When teaching the consonant sounds, avoid as much as possible adding the /uh/ sound after the consonant sounds. As an example the sound for b is not /buh/; the sound for b is /b/. The sound for c is not /cuh/; the sound for c is /c/. Two consonant letters, however, do require that a slight /uh/ sound be added at the end of their sounds in order to pronounce them correctly. Those two consonant letters are w /wuh/, and y /yuh/.
The letters c and g each represent a second sound. Later in the program students will learn in what situations these two letters will represent their second sounds. Until that point in the program is reached, when students encounter the letters c and g, the letters c and g will always represent their primary sounds as indicated on page one.
Teach the following spelling rules at the outset.

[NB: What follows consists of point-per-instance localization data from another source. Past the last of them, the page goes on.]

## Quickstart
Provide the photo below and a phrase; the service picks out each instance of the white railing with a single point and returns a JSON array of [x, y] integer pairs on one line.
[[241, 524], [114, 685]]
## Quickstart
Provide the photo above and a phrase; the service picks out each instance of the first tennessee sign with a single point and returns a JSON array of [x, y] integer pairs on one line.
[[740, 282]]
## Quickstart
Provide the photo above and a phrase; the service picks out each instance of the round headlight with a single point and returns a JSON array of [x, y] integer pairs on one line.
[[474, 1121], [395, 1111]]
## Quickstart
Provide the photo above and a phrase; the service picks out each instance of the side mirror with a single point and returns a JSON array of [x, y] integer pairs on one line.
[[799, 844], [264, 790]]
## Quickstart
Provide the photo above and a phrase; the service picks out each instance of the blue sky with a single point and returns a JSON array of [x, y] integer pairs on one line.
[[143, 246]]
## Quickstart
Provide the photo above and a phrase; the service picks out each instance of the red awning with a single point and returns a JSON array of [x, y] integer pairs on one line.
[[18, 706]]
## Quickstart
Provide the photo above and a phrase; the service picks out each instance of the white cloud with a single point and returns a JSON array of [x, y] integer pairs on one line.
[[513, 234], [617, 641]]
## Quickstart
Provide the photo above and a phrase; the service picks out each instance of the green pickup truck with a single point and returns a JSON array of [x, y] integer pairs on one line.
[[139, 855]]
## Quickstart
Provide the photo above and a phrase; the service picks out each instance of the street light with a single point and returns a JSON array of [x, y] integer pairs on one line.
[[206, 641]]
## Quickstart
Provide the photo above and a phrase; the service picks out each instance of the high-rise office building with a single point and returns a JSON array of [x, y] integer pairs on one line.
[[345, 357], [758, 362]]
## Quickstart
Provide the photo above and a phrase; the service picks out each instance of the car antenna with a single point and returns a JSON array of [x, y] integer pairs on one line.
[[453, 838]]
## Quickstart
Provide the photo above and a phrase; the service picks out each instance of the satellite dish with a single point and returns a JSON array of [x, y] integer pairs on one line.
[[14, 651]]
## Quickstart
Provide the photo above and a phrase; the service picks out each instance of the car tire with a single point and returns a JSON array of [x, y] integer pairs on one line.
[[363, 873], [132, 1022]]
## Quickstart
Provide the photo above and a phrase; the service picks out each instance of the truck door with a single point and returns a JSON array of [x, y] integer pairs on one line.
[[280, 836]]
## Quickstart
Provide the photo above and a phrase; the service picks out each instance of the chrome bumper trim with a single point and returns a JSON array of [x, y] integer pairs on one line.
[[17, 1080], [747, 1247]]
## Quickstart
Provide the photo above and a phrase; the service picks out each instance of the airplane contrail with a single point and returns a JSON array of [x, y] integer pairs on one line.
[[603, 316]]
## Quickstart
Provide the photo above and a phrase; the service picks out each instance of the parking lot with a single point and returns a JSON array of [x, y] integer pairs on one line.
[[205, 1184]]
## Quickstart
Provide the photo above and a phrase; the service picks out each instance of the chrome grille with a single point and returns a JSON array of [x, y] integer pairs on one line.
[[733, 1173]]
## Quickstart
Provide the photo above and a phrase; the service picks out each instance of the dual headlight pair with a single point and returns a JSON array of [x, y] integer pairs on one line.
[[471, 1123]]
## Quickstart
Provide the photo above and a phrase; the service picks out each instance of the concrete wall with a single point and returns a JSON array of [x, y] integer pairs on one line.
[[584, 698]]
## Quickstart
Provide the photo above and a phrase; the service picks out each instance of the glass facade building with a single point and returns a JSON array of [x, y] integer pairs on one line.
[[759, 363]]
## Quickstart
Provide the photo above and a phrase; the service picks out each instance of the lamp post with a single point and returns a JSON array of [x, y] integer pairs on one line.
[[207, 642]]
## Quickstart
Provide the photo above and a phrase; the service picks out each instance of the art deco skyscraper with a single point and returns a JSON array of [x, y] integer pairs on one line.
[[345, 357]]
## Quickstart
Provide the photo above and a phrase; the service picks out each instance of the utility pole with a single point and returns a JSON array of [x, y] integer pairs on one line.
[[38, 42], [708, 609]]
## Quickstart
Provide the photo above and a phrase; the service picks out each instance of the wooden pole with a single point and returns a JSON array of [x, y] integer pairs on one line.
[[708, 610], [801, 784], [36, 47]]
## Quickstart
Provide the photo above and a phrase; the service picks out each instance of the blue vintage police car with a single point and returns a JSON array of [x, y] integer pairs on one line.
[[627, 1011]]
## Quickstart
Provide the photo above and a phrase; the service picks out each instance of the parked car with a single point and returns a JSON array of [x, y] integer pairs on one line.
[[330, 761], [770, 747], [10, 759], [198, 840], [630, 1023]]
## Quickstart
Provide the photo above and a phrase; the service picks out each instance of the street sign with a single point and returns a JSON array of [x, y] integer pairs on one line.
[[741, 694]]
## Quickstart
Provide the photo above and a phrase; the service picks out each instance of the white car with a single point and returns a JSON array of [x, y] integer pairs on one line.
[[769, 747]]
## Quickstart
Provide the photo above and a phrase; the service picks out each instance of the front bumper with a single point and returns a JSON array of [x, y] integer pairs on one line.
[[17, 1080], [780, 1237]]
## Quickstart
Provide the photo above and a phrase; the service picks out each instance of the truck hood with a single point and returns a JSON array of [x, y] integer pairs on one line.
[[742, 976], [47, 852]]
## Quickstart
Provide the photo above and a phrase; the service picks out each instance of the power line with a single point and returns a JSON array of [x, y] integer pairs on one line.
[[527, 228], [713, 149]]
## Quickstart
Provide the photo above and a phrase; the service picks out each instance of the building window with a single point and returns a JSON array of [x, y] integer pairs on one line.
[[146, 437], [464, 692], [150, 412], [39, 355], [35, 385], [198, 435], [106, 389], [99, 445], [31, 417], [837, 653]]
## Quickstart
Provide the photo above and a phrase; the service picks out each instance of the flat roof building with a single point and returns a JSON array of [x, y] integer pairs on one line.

1. The letter q is always followed by the letter u. The letter team qu is classified as a consonant letter team and represents two sounds blended together. The letter u is not considered a vowel when it is part of the consonant team qu. In English we use the consonant letter team qu to represent the sounds /kw/; the letters k and w are almost never used for this purpose in spelling words. qu = /kw/ as in quilt
2. Students underline all consonant teams found in words during dictation.
3. The letter x represents two sounds blended together. x = /ks/ as in box (The letter x represents a different sound when it comes before the vowel. Only a small number of words contain the letter x where it comes before the vowel, and almost all of these words are uncommon words; thus this second sound for the letter x is not taught in this program.)
4. The letters c and k form a consonant team. The letter team ck is never used at the beginning of a word and must come directly after a short vowel: ck = /k/ as in rock
5. The letter s represents two sounds: s = /s/ as in sun and s = /z/ as in nose. Words which begin with the sound /z/ are always spelled with the letter z, never the letter s.
Students double underline a letter when it represents its second sound.